Конни не могла сформулировать свои ощущения.
– У него хорошее образование, работает в центре нетрадиционной медицины в Тайнмуте. Занимается акупунктурой. Не понимаю, зачем ему связываться с Мэтти и ребенком.
– Ищет заблудшие души? – рассмеялась Дженни. – Нам, социальным работникам, об этом известно все.
– Он почти не разговаривает. – Конни чувствовала, что хочет продолжить, выразить дискомфорт по отношению к этому мужчине. Звучать так, как будто она провела глубокий анализ, хотя на самом деле видела его всего один раз. – Он просто сидит и улыбается. Как будто он под чем-то. Или как будто он больной. Сумасшедший.
– Полицейских записей на него нет. – Дженни снова нахмурилась. – Но давай понаблюдаем. Доверимся инстинктам.
Так что Конни продолжила к ним заезжать, радуясь такой возможности, потому что квартира Мэтти была оазисом покоя в череде визитов к матерящимся родителям, в места, пахшие мочой и чем похуже, к детям, с которых сваливались вонявшие памперсы. Мэтти же заваривала травяной чай в больших кружках с подсолнухами. У нее дома всегда было опрятно, а теперь на полках появились книги. Не художественная литература, а тома по религии и нетрадиционной медицине. На полу вырисовались коврики, на столах – вазы с цветами. Но, как заметила Конни, никаких игрушек. Никакого беспорядка. Элис к этому времени начала постепенно ходить, и дом Конни выглядел так, как будто по нему пронесся ураган. Она упомянула об этом Мэтти. «Майкл не любит бардак», – спокойно сказала та. Потом Конни посещала в то время, когда Элиас уже должен был вернуться из школы. Он сидел за столом, делал домашнее задание. Когда Конни зашла, он посмотрел на нее, но не улыбнулся. Игрушки так и не появилсь.
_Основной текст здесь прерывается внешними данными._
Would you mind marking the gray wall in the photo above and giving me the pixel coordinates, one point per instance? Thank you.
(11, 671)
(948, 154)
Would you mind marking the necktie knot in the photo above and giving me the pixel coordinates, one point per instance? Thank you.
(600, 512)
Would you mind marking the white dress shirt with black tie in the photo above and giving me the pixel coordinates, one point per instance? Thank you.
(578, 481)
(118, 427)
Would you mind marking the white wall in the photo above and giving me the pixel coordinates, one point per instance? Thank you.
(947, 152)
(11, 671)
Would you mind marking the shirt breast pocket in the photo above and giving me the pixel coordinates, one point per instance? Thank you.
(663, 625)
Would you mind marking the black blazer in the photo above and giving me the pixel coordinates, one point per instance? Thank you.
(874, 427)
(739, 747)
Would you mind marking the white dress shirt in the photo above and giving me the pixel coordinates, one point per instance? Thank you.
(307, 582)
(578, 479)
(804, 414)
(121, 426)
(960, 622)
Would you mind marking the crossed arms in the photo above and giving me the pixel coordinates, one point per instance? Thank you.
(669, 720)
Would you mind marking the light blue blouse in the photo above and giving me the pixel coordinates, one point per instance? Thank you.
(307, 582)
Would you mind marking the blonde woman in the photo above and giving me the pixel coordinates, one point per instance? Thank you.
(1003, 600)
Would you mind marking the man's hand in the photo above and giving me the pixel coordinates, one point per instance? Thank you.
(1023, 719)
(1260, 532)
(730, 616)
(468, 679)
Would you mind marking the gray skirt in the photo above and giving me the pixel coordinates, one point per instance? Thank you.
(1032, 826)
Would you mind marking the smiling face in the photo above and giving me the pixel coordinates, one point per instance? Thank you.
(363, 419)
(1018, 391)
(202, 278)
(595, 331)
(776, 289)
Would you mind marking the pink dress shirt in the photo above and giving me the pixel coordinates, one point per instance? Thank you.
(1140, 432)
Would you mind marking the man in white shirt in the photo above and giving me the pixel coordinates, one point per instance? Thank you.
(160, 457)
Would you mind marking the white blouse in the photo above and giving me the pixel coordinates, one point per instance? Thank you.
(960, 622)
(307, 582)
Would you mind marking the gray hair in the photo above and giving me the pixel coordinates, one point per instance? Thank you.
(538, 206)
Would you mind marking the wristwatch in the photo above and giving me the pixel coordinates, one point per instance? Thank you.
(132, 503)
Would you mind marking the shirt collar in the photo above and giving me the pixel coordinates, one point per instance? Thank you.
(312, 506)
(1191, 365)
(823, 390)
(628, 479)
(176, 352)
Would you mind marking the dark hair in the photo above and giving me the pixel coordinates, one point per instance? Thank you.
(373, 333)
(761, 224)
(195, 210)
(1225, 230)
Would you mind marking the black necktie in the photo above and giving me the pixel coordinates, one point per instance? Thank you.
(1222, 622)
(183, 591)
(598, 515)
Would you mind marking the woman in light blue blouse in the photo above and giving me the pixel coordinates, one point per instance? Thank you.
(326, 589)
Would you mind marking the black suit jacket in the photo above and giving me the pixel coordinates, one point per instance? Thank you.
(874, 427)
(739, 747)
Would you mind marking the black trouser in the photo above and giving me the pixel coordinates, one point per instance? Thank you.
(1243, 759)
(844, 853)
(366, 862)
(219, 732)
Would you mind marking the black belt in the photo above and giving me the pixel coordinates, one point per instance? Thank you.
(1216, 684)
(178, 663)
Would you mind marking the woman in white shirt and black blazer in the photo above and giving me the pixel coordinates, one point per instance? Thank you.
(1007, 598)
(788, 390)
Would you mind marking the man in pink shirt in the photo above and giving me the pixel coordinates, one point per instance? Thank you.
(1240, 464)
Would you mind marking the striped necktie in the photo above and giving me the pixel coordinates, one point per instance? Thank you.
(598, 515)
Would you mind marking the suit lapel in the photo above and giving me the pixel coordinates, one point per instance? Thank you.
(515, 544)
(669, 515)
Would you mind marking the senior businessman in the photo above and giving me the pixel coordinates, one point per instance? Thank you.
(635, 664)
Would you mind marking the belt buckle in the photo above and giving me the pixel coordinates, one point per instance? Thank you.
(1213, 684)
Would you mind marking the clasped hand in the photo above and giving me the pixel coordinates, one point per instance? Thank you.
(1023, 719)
Фрэнк ушел через полгода после второго дня рождения Элис. Его уход был для Конни совершенной неожиданностью. В последнее время они не ссорились. Иногда он раздражался на хаос, в который превратилась их домашняя жизнь, но ему хватало ума не винить во всем ее одну. Она думала, что все хорошо, и даже начала втайне планировать второго ребенка. Возможно, ему удавалось жить с ней в относительной гармонии именно потому, что он знал, что однажды уйдет, потому что тощая дизайнерша утешала его долгими субботними вечерами, когда Конни играла с Элис и гладила, а он говорил ей, что репетирует с труппой. Репетировал он, как она теперь предполагала, сцены супружеского счастья.
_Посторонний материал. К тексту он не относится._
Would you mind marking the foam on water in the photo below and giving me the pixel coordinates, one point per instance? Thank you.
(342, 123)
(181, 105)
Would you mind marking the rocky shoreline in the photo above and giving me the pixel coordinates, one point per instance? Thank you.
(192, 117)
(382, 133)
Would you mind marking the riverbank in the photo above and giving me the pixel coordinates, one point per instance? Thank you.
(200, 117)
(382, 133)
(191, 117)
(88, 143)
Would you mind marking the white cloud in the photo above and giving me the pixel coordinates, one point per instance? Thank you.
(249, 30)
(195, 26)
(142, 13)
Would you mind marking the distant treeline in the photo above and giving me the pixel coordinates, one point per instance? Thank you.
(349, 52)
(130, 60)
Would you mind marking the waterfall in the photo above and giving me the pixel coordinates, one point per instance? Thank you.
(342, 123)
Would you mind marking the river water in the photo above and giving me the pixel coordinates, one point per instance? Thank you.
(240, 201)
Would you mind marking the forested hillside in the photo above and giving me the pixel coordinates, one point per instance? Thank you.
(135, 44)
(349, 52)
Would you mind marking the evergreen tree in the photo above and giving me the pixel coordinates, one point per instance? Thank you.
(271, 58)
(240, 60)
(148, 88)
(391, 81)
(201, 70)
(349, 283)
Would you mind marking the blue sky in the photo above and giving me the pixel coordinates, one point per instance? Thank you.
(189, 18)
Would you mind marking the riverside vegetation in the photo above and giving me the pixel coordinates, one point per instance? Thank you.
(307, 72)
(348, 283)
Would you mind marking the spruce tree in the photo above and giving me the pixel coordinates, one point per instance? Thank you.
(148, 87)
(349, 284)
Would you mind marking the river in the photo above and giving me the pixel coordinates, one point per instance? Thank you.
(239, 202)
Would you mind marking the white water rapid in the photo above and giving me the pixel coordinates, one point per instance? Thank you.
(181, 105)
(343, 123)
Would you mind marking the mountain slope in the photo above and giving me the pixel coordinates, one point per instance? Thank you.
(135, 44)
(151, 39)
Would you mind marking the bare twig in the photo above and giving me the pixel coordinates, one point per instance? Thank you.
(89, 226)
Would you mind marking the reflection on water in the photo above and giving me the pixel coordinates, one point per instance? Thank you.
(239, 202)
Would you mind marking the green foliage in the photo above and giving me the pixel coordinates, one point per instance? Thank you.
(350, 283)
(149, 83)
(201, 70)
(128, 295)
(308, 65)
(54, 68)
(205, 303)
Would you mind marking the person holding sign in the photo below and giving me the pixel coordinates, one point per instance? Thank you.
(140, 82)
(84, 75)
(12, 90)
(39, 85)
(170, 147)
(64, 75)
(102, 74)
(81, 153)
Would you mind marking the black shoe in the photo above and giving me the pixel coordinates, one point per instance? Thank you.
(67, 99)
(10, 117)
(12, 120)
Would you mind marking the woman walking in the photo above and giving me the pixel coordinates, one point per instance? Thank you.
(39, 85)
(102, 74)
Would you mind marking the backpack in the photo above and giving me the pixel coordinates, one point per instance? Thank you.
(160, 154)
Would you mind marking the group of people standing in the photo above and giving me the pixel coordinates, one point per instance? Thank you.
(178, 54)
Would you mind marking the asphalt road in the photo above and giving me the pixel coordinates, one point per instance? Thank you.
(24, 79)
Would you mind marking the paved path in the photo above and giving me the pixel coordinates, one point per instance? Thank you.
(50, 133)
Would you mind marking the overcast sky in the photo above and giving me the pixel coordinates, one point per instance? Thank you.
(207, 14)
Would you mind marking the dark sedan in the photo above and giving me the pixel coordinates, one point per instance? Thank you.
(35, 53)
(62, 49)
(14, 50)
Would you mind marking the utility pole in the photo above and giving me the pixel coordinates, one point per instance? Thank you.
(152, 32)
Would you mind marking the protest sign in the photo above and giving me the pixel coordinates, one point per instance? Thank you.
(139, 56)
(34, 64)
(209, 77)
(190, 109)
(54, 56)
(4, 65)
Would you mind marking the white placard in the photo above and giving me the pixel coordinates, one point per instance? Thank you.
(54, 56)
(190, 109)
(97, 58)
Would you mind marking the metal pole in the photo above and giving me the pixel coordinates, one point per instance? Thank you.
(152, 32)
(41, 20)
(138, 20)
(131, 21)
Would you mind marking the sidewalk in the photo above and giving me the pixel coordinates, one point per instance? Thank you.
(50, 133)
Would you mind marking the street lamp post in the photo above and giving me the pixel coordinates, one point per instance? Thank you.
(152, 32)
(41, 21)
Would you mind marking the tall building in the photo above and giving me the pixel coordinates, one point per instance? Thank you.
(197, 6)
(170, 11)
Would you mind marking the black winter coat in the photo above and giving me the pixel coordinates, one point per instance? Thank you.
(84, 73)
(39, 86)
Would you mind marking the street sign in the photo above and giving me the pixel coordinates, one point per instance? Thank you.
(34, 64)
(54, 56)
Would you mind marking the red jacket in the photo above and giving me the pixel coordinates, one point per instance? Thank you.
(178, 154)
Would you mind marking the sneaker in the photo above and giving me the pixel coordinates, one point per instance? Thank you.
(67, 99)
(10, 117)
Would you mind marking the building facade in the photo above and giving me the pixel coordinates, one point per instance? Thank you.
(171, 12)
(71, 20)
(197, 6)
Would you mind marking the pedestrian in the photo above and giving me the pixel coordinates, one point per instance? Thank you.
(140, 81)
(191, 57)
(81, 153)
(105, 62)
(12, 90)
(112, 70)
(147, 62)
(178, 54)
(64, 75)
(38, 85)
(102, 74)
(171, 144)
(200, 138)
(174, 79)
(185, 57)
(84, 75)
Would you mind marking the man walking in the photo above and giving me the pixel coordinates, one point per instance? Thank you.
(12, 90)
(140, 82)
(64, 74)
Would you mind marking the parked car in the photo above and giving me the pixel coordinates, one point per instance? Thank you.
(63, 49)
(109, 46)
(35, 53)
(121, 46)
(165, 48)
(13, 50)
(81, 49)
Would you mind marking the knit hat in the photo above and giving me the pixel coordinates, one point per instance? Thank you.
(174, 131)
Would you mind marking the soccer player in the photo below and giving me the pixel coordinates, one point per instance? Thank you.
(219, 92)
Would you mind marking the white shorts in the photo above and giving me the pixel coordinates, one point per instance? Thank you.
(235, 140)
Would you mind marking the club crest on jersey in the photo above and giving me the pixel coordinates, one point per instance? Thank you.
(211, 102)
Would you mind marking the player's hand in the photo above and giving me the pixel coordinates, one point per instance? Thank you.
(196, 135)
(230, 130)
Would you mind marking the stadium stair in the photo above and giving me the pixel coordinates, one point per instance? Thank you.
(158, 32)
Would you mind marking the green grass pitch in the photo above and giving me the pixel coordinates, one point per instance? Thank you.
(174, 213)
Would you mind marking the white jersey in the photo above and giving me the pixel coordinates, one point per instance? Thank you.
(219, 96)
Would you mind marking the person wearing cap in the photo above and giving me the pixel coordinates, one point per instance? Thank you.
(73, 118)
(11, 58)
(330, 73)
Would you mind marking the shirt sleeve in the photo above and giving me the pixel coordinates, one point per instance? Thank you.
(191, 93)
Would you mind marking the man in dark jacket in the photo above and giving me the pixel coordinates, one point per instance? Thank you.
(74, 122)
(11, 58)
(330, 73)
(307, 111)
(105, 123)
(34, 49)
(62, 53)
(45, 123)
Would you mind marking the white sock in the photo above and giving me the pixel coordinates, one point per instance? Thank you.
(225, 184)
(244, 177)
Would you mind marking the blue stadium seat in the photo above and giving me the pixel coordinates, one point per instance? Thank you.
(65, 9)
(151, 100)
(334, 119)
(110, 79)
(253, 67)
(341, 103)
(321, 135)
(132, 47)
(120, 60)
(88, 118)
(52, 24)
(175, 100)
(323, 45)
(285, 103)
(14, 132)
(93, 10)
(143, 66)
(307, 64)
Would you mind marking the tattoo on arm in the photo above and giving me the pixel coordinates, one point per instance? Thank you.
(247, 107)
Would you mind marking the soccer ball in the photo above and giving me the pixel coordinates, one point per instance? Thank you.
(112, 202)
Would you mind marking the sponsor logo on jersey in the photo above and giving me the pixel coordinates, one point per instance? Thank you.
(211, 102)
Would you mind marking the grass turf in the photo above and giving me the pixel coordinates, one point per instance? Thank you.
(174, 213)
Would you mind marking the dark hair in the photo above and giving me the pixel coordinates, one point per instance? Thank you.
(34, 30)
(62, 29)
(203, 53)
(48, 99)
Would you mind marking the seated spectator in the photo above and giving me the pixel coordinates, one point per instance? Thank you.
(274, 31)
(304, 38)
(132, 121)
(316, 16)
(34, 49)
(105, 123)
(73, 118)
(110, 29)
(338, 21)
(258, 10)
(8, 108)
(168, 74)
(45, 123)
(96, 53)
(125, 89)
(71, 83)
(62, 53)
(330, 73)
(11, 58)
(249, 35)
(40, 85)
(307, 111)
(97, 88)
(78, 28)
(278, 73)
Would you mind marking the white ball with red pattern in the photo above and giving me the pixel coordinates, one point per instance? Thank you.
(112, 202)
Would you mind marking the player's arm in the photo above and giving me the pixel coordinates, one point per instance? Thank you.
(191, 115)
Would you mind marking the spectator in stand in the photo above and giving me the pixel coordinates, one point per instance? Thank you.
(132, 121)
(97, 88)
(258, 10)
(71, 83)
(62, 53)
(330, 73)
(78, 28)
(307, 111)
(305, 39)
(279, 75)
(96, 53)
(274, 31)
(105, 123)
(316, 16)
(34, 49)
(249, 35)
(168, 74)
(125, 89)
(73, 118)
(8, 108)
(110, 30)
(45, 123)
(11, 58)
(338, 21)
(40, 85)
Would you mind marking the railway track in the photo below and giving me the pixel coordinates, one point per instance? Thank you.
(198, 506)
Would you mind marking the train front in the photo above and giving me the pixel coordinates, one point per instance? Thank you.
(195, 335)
Конни держалась ради Элис и ради того, чтобы сохранить лицо на работе. Она бы ни за что не сорвалась в кабинете Святой Дженни. Жалость ей была не нужна. «Расстались друзьями», – говорила она коллегам. Именно в этот день классная руководительница Элиаса позвонила Конни, чтобы выразить озабоченность ситуацией с мальчиком.
Глава десятая
– Был проведен консилиум, – сказала Вера. В настоящий момент она проводила собственный консилиум во временном штабе расследования в Киммерстоне. Вся команда была здесь: Джо Эшворт, ее правая рука и любимчик, красавица Холли и старик Чарли, близорукий и неопрятный. И Билли, криминалист, в одном мизинце которого, как иногда казалось Вере, было больше разума, чем во всех них, несмотря на его упрямство и непутевость. – Похоже, соцработники так делают, когда не могут решить, как поступить.
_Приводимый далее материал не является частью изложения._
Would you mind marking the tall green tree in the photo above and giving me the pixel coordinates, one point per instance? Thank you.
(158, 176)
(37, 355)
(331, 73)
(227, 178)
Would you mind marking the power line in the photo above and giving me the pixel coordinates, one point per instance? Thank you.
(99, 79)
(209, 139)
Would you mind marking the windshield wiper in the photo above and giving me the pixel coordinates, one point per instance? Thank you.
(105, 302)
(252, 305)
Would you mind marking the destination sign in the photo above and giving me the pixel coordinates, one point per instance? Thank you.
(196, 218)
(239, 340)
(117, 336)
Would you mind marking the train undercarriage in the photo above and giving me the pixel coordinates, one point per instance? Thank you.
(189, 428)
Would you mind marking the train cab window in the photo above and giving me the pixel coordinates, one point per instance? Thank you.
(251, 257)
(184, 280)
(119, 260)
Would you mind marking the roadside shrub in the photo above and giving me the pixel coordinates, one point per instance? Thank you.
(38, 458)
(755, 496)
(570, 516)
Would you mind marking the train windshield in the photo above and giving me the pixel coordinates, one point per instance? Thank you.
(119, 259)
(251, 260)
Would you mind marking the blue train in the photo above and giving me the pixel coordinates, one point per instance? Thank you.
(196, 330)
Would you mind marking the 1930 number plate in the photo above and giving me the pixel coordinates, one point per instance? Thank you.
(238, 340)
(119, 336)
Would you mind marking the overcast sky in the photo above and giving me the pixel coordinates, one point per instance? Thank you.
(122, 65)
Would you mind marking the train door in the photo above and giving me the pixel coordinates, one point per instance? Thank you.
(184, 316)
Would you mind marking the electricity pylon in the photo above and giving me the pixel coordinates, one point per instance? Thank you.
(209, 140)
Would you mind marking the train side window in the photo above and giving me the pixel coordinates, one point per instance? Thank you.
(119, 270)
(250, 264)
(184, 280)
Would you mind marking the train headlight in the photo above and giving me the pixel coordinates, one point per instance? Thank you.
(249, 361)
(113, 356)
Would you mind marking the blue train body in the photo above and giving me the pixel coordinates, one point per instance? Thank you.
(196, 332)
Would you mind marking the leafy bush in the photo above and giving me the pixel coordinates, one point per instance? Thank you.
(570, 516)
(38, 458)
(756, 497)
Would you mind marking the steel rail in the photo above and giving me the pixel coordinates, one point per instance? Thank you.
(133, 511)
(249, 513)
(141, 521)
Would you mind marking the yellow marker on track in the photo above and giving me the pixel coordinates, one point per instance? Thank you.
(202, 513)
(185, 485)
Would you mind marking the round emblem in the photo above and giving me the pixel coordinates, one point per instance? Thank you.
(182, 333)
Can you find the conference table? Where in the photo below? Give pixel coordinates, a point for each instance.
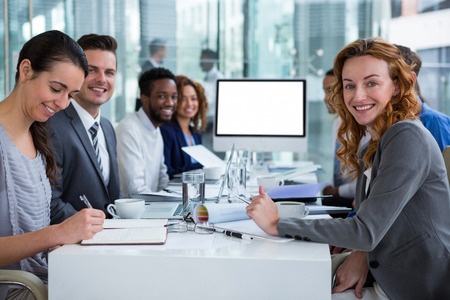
(192, 266)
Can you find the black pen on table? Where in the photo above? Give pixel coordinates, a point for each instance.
(244, 200)
(239, 235)
(86, 201)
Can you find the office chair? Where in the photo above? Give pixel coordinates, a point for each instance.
(26, 280)
(446, 154)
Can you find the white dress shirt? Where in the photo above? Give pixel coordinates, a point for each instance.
(88, 121)
(140, 155)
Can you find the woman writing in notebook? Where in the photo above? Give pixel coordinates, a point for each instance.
(401, 229)
(50, 70)
(188, 121)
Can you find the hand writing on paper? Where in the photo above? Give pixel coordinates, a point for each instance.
(81, 226)
(264, 212)
(352, 273)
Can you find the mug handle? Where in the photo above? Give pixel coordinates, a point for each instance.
(111, 208)
(306, 211)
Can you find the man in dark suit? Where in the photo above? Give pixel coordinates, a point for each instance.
(83, 141)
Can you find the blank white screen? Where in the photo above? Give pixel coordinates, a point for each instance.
(261, 107)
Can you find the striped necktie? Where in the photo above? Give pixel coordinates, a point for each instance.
(93, 131)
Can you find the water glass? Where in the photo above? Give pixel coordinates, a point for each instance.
(237, 181)
(193, 189)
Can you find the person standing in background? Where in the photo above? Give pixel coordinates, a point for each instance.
(80, 131)
(140, 147)
(158, 51)
(188, 121)
(44, 84)
(436, 122)
(208, 64)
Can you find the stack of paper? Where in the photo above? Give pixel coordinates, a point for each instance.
(130, 232)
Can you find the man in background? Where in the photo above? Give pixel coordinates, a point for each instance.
(208, 64)
(83, 140)
(158, 51)
(140, 147)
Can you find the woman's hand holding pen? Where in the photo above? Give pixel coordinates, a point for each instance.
(264, 212)
(81, 226)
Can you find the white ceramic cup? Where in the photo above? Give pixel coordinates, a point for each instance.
(127, 208)
(291, 209)
(268, 182)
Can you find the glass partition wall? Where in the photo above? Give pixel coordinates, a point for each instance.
(273, 39)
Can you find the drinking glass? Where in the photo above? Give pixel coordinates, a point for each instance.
(193, 189)
(237, 179)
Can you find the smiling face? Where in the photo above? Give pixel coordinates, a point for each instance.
(159, 106)
(367, 88)
(188, 107)
(98, 87)
(327, 85)
(50, 92)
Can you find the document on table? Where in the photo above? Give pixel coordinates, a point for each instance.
(296, 191)
(130, 232)
(204, 156)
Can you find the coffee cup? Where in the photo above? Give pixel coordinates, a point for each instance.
(268, 182)
(292, 209)
(127, 208)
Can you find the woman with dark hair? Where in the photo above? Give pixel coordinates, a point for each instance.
(188, 121)
(401, 230)
(50, 70)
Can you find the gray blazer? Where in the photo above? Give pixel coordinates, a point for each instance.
(78, 163)
(402, 221)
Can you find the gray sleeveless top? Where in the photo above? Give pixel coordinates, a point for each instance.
(25, 196)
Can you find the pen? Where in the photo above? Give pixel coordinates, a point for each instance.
(171, 191)
(86, 201)
(243, 199)
(238, 235)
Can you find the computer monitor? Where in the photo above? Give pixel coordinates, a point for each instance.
(261, 115)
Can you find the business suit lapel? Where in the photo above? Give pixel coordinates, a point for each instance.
(83, 136)
(110, 139)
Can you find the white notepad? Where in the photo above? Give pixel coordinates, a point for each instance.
(130, 232)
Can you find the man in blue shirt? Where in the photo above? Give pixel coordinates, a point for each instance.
(436, 122)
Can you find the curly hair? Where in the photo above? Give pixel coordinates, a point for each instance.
(199, 121)
(401, 107)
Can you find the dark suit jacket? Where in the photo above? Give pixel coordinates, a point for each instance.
(79, 167)
(176, 160)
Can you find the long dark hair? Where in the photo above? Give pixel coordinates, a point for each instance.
(44, 51)
(199, 120)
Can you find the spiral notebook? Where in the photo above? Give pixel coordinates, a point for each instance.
(130, 232)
Погода изменилась, и снова стало похоже на зиму. На улице еще было темно, по окнам стекали капли дождя. Вера вернулась мыслями к расследованию. Она мало спала, но чувствовала себя полной энергии, ощущала, как она бежит по ее большим неуклюжим ногам и щекочет пальцы.
– Жалобы учительницы были несколько расплывчатыми. Элиас стал приходить в школу уставшим и голодным. Случались истерики, хотя для него это не характерно. Пару раз он мочился в штаны. Она знала, что за семьей присматривает соцслужба, и связалась с Конни Мастерс. В другой ситуации она бы, наверное, просто поговорила с родителями.
– Признаков насилия не находили?
На Холли были симпатичные джинсы и черный свитер в обтяжку. Вера всегда обращала внимание на одежду молодых женщин, подпитывая иррациональную зависть, словно сковыривая болячку.
– Физического насилия не было, – сказала Вера и подумала, что насилие может проявляться по-разному. – Никаких синяков и ожогов. Будь он помладше, сказали бы, что это задержка в развитии. Просто какая-то апатия, изменения в характере.